Bunların dışında sağlık ve yönetimsel risklerimiz artmış olsa da, değişimin olduğu yerde fırsatlar da bulunuyor. Görebildiklerimi şöyle sıralayayım:
- Dijtial ortam daha yataydır ve (kurallar etkin belirlenmişse) etkin yüksek katılıma olanak verir, toplantıdan toplantıya gitmekle harcanacak bir zaman kaybı durumu da ortadan kalkar. Bu dönemde üst yönetim görünürlüğünü artırabilir, strateji ve vizyonu daha fazla kişiye birebir ulaştırabilir, daha çok problemi birinci ağızdan duyarak çözebilir.

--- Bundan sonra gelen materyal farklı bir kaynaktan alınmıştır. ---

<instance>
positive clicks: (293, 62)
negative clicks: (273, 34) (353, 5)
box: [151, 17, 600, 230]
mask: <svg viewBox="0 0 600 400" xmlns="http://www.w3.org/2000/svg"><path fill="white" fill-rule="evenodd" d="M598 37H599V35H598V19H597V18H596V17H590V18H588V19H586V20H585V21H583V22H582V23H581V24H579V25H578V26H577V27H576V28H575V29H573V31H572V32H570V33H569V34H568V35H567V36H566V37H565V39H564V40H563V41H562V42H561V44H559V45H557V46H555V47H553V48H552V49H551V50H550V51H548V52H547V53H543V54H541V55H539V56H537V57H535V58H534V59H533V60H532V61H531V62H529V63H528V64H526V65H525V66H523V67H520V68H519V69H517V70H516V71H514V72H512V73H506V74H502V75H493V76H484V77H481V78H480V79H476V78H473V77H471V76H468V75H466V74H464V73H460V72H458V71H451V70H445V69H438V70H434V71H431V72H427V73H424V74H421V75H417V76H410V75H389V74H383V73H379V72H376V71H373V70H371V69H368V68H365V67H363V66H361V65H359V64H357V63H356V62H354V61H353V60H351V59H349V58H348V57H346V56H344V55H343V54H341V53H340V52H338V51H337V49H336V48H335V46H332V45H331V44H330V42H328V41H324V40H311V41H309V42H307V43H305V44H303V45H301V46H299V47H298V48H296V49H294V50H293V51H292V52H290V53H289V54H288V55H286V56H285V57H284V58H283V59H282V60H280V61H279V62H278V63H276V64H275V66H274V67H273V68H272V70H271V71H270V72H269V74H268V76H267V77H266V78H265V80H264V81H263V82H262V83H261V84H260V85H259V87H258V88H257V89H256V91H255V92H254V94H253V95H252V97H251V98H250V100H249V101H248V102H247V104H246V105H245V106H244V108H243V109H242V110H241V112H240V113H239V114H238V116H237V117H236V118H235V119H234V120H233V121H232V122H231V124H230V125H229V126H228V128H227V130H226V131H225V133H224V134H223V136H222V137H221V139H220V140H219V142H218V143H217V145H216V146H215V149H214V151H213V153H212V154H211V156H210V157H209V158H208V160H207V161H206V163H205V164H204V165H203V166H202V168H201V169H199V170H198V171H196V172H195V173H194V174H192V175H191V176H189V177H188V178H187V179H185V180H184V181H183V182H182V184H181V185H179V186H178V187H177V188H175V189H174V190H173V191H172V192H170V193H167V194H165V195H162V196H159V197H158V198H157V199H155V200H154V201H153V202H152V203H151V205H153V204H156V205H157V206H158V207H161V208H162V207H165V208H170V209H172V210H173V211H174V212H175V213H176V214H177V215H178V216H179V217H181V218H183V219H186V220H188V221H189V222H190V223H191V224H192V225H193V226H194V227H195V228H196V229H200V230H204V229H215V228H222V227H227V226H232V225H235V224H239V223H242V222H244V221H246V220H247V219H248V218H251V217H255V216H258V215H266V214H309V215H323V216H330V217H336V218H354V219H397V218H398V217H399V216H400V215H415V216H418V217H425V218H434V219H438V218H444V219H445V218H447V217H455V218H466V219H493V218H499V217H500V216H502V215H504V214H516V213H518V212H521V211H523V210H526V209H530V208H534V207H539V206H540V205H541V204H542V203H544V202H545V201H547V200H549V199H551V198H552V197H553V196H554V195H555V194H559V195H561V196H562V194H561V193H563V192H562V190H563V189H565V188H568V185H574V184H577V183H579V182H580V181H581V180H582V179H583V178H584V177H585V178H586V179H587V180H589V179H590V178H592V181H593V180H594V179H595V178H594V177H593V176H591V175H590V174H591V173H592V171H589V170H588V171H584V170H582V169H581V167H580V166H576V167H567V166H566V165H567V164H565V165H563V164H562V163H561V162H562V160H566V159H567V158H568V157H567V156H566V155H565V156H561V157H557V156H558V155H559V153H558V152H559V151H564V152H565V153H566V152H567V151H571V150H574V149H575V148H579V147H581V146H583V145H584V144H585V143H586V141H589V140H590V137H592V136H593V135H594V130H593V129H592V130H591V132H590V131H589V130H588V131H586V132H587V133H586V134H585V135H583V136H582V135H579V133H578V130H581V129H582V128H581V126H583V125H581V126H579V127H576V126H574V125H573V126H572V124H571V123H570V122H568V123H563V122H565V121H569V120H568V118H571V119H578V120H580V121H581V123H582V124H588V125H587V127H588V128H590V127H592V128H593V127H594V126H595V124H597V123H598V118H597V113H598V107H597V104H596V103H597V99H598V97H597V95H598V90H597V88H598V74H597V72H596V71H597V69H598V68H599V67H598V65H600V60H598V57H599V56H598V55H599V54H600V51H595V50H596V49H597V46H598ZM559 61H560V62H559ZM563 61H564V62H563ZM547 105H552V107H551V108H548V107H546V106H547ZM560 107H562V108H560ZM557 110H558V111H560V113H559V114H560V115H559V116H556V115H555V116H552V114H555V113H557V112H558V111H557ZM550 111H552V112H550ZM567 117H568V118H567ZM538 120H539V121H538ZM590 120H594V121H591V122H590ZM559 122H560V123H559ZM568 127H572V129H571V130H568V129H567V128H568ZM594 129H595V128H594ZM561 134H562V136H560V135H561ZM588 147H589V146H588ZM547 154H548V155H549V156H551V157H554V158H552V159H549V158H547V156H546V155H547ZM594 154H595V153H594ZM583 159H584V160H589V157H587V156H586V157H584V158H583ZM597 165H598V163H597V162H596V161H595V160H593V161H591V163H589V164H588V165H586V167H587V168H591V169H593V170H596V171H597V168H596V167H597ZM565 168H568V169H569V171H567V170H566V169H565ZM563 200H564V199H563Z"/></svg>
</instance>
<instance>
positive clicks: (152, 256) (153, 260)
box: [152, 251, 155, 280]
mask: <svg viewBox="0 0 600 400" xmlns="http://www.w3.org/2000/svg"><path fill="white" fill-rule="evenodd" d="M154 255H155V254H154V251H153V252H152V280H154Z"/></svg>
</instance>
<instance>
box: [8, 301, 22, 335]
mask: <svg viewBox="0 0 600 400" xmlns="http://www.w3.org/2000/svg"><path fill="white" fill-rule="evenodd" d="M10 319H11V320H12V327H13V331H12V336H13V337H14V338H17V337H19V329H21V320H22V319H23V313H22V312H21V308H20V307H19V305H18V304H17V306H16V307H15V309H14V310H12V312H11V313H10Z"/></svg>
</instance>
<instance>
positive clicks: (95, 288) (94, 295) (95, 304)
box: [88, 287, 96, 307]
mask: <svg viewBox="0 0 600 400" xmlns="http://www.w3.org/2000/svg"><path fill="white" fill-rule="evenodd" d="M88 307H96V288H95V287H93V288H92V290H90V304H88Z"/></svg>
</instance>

- Kriz dönemlerini, kişilerin farklı kalitelerinin görünür hale gelebileceği fırsat dönemleri olarak değerlendirebiliriz. Çok yönlülüğün önemli hale geleceği bu dönemde şirketteki insanlar, birbirlerinin farklı özelliklerini görme fırsatı buluyor ve yargılama/değerlendirme kriterlerini değiştiriyor, ön yargılarından arınıyor olabilirler.
- Birçok insan, Agile seremonilere katılabilir. Özellikle Review’lere bir türlü gelemeyen paydaşlar, Review’lere katılarak hal hatır sorabilir, ürün/hizmet/çıktı üzerinde gözlem yaparak değerli geri bildirimler paylaşabilir.
- Organizasyondaki yüksek hiyerarşi, kriz ortamında daha büyük yük haline gelecektir. Yatay yönetimi güçlendirmek isteyen şirketler bu durumdan güç alarak, bu doğrultuda denemelerini hızlandırabilirler.
- Durum kontrol altına alındığında, insanların “iş yeri” kavramını sorgulama ve iş yerine dönmeye ne kadar motive olacağı boyutu bulunuyor. Bu noktada da mobiliteyi artırmaya bir türlü cesaret edemeyen şirketlerin cesaret bariyerleri aşılmış olacak.